C array = array faster than memcpy()

Question

I have a piece of C code which I am trying to optimise which involves setting an array a to b. I am currently using memcpy to achieve this, and it works, however it's not fast enough. I.e.

double a[4] = {1.0, 2.0, 3.0, 4.0};
double b[4];
memcpy(b, a, sizeof(a));

This is a basic example, my program is similar but uses up to 9000 doubles. I know that the use of pointers can save a lot of time, but I'm not sure how to do it. You're help is greatly appreciated.

EDIT: I don't need to keep the a array, that can be discarded. I just need to transfer from a to b.

If you're copying the data, you're copying the data. I'd be surprised if it were easy to beat `memcpy` at that. — Daniel Fischer, May 21 '13 at 08:27
array object are evaluated like pointers in the memcpy function.
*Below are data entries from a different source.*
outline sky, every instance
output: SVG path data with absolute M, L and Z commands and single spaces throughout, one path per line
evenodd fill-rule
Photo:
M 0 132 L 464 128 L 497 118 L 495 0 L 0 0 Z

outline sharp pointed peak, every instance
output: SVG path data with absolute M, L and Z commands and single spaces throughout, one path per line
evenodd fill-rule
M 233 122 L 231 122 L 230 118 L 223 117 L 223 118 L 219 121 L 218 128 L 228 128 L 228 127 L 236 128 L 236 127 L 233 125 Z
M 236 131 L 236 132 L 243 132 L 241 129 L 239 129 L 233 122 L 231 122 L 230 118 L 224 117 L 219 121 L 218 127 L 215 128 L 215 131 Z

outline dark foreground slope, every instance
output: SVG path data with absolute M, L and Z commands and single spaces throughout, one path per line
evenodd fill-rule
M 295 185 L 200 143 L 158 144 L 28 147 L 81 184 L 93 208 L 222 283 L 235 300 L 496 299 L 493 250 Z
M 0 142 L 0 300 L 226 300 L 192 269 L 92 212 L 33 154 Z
Using pointers in memcpy will not make difference — MOHAMED, May 21 '13 at 08:28
@Nicholas Cooke I can not think of anything better than copying each element, if as the end result you need two copies of the data. — Kraken, May 21 '13 at 08:29
You should look at your design to see if all that copying is strictly necessary in the first place. — Paul R, May 21 '13 at 08:29
possible duplicate of [Very fast memcpy for image processing?](http://stackoverflow.com/questions/1715224/very-fast-memcpy-for-image-processing) — huon, May 21 '13 at 08:31
If `a` isn't required after the copy, but you need to transfer from `a` to `b`, why not use `a` instead of `b`? — jogojapan, May 21 '13 at 08:34
Thanks guys! I agree there has to be a better way of doing it in my program but I just wanted to check. I heard somewhere that if there was a pointer to the arrays I could set the pointer to array a equal to the pointer to array b and access the data through the pointers in which case no data has to be transferred, I just wasn't sure how to do it. — Nicholas Cooke, May 21 '13 at 08:37
@jogojapan letter in the program I use the values in b to determine new values for a. It goes through a while loop checking for a convergence in data. — Nicholas Cooke, May 21 '13 at 08:39
@JimBalter does this mean if I do something like b[0] = 1 it will change for both a and b or just b? And vice versa if I then change a value of a later will it be different in b? — Nicholas Cooke, May 21 '13 at 08:45
Yes, but I wrote that before you clarified. (Clarifying your needs helps a lot at SO.) See my answer below. — Jim Balter, May 21 '13 at 08:49
Nicholas, I've completely revamped my answer, having finally grasped, I think, what you're trying to do. Take a look, it may be just what you want. — Jim Balter, May 21 '13 at 08:58
@NicholasCooke A lot depends on how exactly the while loop operates. E.g. if it determines new values of `a[i]`, for `i` from 0 to N, and each computation of `a[i]` makes use of the old values of `a[j]` for `j=i`), then you could solve your problem by computing the new values from right to left (i.e. for `i` from N to 0, counting downwards). But that's just an example. My point is there may be ways to code the while loop such that no actual copy of `a` is required. — jogojapan, May 21 '13 at 09:04
@jogojapan unfortunately it relies on j < i and >= i. For this case that won't work, but thanks! — Nicholas Cooke, May 21 '13 at 09:14
@jogojapan That's clever, but actually there's no need to do a copy regardless of which way things go ... see my answer. — Jim Balter, May 21 '13 at 09:25
Yes, true -- or maybe not, depending on what exactly happens in the while loop. It may use some of the newly generated values and some of the old ones. Anyway, I just think it's important to discuss the actual algorithm rather than merely the optimization of the copy itself (as of course you also said earlier). — jogojapan, May 21 '13 at 09:33
@NicholasCooke This language doesn't have a concept of speed... It's your implementation that introduces speed: Your computer, your OS, your compiler and your library. Stop confusing implementation with specification. — autistic, May 21 '13 at 15:29
@undefinedbehaviour I was asking what is a better way to achieve the same functionality with memcpy but faster. By using a pointer swap as suggested in the accepted answer I was able to make my solution faster. I don't know where the confusion is. — Nicholas Cooke, May 22 '13 at 02:41
@NicholasCooke Do you suppose some implementations might be faster at speaking/reading languages than others? Why wouldn't it make sense to attach speed to the meaning of a language? — autistic, May 22 '13 at 02:55

score 8 · Answer 1 · edited Jun 20 '20 at 09:12

If memcpy() does not work, you are stuck. The memcpy() function, for large operands, is memory-bound so it is impossible^* to beat it. The only option is to redesign your program so it does not need to copy the arrays.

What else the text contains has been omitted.